I then ordered the very fine (Blue) and super fine (Gray) to play with. The Blue seems to be the ticket as far as burr removal. But still difficult. The Gray is nice to have for general smoothing and (rough) polishing, but I don't use it for deburring.

Brian.
 
The critical element is to keep applied pressure VERY light, and contact speed as high as possible. In this case it doesn't hurt to elevate the angle slightly as well.

When I do this with the belt I'm using a guide, not very confident I could make this work as well freehand without a ton of practice. The edge is just barely touching the belt or paper wheel as it skips along. The burr has to come off without folding and without dubbing the apex. The ability to inspect and come back at the exact same angle is a biggie.

Hmm. I use the KallyRest angle guide on my Kalamazoo. But for deburring I tend to do it freehand. The ScotchBrite belts are a very thick woven material and are not super consistent in thickness. So getting the guide right up to almost kiss the belt is problematic. Therefore I've just done it freehand. I need to try it with the guide as close as I can get it, so I can try out your method.

Thanks for the ideas.

Brian.
 
You need to get a Fine Scotchbrite WHEEL. Get at least a medium or a hard version. Scotchbrite belts are for surface finishing and will cause too much rounding at the edge for a good sharpening, thus the reason for the harder wheel.

The idea of the Soctchbrite is to soften the Burr not remove it. This allows the polishing stage to cleanly remove the burr and yield a sharp edge. Though I would still be using power polishing methods on the final step. Its the same rules that apply when hand sharpening. You don't want to go to your strop with a big'ol burr because its just going to scrape your strop all to hell.
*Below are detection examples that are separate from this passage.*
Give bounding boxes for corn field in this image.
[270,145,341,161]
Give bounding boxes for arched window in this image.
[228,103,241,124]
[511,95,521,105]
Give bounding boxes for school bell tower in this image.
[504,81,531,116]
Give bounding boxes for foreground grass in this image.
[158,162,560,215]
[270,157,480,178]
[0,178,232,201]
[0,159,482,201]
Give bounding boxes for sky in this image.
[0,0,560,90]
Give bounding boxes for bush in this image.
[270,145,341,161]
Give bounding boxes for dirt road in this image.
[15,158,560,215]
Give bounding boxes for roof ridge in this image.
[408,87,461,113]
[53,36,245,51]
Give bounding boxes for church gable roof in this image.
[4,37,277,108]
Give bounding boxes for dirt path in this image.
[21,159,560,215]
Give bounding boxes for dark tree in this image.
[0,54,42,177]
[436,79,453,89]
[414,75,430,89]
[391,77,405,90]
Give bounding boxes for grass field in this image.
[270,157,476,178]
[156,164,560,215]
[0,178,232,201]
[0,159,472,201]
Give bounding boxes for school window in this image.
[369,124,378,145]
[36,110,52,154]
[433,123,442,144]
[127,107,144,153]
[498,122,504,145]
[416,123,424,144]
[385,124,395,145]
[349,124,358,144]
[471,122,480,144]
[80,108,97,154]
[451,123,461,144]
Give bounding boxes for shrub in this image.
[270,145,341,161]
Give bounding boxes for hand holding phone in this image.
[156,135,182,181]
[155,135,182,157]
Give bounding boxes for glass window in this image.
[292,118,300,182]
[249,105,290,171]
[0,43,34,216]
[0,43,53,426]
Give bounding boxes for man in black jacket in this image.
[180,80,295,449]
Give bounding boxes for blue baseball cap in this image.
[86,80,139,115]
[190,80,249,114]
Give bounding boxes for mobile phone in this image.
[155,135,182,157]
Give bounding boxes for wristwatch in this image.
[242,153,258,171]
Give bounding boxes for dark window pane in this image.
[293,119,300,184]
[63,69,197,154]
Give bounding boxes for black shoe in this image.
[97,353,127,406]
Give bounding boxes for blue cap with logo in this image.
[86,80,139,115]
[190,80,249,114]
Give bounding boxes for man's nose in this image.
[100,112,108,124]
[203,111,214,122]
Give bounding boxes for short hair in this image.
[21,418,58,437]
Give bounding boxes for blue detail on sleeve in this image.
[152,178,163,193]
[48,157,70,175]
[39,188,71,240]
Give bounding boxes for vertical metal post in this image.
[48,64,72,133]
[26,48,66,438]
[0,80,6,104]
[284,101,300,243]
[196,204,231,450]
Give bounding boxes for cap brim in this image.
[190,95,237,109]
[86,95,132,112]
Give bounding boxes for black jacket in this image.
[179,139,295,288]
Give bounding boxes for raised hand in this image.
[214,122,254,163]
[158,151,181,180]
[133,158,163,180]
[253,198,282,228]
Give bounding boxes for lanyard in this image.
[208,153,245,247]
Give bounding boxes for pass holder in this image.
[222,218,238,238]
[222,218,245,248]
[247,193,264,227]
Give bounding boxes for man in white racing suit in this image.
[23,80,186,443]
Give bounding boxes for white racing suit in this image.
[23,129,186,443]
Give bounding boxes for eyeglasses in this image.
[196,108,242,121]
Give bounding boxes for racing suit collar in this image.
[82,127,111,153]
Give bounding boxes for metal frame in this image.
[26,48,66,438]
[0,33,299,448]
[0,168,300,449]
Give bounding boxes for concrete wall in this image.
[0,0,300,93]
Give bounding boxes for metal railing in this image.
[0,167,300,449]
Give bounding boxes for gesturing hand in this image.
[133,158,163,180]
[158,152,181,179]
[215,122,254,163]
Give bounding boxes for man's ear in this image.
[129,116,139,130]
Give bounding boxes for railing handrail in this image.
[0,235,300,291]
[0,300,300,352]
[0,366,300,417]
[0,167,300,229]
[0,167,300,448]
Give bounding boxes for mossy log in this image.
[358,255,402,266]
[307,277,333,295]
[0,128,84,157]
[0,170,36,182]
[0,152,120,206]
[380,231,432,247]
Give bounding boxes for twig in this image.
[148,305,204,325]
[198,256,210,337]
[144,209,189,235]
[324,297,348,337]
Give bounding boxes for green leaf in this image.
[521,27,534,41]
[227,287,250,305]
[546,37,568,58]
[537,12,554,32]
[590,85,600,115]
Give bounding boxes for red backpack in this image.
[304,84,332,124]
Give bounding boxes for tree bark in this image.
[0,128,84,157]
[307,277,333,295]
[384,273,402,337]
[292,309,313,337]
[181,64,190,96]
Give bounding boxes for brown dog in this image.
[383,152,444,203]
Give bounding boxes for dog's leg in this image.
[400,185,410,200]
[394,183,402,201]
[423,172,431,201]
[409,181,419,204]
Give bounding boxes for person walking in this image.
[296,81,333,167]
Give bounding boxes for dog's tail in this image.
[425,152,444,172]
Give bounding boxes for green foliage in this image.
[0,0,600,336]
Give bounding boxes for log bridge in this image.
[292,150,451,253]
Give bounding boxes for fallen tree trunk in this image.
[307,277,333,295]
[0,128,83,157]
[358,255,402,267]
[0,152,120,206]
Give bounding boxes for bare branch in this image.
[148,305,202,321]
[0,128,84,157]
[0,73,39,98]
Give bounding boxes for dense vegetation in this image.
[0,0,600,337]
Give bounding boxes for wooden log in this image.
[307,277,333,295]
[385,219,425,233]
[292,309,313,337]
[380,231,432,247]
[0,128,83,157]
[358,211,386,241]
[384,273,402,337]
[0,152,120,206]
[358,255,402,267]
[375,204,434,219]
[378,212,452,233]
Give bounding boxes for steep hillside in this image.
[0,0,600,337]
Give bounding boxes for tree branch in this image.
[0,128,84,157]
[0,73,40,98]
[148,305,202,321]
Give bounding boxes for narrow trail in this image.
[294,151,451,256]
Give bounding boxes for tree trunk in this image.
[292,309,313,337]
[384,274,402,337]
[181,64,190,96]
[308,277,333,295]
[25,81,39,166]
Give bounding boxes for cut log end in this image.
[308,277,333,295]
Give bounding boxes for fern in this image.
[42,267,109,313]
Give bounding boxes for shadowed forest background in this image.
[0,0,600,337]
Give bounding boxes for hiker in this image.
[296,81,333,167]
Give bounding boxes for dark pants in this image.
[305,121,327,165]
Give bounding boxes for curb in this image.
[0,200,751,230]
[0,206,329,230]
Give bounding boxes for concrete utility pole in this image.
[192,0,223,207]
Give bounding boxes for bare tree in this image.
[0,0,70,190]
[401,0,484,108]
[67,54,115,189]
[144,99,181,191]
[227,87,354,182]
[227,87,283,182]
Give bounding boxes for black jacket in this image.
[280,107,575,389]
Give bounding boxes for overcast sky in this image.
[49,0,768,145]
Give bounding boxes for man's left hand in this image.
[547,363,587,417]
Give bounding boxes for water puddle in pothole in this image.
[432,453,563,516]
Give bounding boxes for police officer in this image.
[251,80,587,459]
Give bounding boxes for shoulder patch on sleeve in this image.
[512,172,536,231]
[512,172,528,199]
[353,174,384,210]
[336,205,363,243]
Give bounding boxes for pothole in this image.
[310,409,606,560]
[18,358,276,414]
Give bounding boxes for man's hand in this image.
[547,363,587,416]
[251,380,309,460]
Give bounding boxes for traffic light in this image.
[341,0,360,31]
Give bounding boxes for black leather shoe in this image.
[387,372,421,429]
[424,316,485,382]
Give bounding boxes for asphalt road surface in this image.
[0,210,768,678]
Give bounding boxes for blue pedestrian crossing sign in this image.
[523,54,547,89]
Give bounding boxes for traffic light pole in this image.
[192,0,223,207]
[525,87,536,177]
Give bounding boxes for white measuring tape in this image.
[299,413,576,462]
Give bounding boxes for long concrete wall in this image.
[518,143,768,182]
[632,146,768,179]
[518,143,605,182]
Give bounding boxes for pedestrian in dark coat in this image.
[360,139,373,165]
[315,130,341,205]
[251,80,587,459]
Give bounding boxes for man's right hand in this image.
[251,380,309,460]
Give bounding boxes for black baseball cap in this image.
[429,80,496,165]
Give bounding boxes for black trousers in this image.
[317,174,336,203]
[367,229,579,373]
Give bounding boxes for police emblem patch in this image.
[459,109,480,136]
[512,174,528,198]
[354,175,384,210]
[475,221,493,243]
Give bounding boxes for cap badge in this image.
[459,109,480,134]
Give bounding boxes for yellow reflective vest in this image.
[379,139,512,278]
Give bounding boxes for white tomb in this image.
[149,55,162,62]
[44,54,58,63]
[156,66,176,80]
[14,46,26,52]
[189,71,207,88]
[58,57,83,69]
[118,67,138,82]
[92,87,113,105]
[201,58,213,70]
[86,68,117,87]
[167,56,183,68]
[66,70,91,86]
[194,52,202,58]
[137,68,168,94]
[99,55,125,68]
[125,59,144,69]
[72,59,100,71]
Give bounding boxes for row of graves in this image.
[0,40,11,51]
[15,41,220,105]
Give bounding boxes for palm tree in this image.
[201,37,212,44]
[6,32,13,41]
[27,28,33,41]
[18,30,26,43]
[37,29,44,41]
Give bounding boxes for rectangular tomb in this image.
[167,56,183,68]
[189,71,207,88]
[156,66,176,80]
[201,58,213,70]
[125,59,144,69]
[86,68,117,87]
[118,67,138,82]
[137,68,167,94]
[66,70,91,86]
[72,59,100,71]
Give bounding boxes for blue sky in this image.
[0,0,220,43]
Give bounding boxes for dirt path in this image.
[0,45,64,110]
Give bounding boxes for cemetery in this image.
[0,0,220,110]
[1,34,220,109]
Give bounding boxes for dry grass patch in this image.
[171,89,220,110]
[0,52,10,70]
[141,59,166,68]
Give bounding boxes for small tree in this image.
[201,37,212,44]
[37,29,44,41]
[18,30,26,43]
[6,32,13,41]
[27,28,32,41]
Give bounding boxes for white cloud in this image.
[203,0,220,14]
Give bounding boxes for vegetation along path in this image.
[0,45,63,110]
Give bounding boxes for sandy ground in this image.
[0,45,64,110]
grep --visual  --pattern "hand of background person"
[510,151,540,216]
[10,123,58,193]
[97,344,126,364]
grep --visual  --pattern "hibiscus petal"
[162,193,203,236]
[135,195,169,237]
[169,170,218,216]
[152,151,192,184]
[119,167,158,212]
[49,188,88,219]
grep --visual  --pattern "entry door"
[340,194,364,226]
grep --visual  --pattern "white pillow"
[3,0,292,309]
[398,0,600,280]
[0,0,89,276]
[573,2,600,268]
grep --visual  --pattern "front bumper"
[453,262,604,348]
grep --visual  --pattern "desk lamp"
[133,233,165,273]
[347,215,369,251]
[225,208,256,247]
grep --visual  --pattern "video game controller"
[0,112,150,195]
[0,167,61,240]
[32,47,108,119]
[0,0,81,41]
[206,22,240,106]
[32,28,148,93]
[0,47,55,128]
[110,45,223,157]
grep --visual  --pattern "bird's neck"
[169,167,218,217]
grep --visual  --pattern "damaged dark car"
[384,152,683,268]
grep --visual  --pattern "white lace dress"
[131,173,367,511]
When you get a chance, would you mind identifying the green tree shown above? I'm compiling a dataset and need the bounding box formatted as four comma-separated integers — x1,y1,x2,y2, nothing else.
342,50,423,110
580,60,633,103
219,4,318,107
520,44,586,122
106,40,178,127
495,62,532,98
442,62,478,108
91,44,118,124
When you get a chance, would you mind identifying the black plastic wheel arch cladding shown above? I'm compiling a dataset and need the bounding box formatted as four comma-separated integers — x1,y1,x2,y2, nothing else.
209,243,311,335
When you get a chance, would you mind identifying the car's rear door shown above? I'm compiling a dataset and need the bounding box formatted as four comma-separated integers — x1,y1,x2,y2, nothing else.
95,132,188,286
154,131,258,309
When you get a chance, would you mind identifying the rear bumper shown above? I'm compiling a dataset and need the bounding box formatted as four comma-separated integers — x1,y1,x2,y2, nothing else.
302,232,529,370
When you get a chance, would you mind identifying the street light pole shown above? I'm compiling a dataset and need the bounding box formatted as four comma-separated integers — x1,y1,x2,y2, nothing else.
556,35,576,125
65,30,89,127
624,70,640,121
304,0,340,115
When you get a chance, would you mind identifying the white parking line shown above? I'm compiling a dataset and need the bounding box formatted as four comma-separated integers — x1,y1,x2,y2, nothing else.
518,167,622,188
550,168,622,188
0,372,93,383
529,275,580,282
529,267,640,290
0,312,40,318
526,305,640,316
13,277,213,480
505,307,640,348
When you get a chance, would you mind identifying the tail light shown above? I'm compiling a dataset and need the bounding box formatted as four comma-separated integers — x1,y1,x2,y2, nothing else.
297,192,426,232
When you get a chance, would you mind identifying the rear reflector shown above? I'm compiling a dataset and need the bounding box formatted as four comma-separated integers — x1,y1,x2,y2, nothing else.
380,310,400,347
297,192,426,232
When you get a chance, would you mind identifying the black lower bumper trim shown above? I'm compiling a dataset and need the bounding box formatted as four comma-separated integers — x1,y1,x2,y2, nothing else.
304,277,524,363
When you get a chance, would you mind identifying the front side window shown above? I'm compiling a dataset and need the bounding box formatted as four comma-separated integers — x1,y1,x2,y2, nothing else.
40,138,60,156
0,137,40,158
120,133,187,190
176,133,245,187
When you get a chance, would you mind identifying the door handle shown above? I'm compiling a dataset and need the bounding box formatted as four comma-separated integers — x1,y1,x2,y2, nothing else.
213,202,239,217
The tough burr left by the belt needs to at the least be "softened" up a bit so its not so tough on the polishing tools .

FYI, I use 1 micron diamond on leather or balsa is to use after Hand sharpening, I do not use it in my power sharpening methods. I like the Koyo Green compound, some of the higher grade white compounds and Flexcut gold, In that order. The polishing compound you use will work best on a prepped wheel or belt. If the wheel or belt is built up with compound and removed metal the polishing of the edge will be inconsistent and sharpness will suffer. Clean with a diamond spur and apply fresh compound every 5-10 blades or as needed.

I use a 120 grit norton blaze for grinding, a Fine/hard Scotchbrite wheel for burr reduction and a Leather Surgisharp wheel for polishing. I have sharpened Mountains of knives this way and for besides being sharp that are all consistently sharp. I also only make one light pass per side on the Scotchbrite.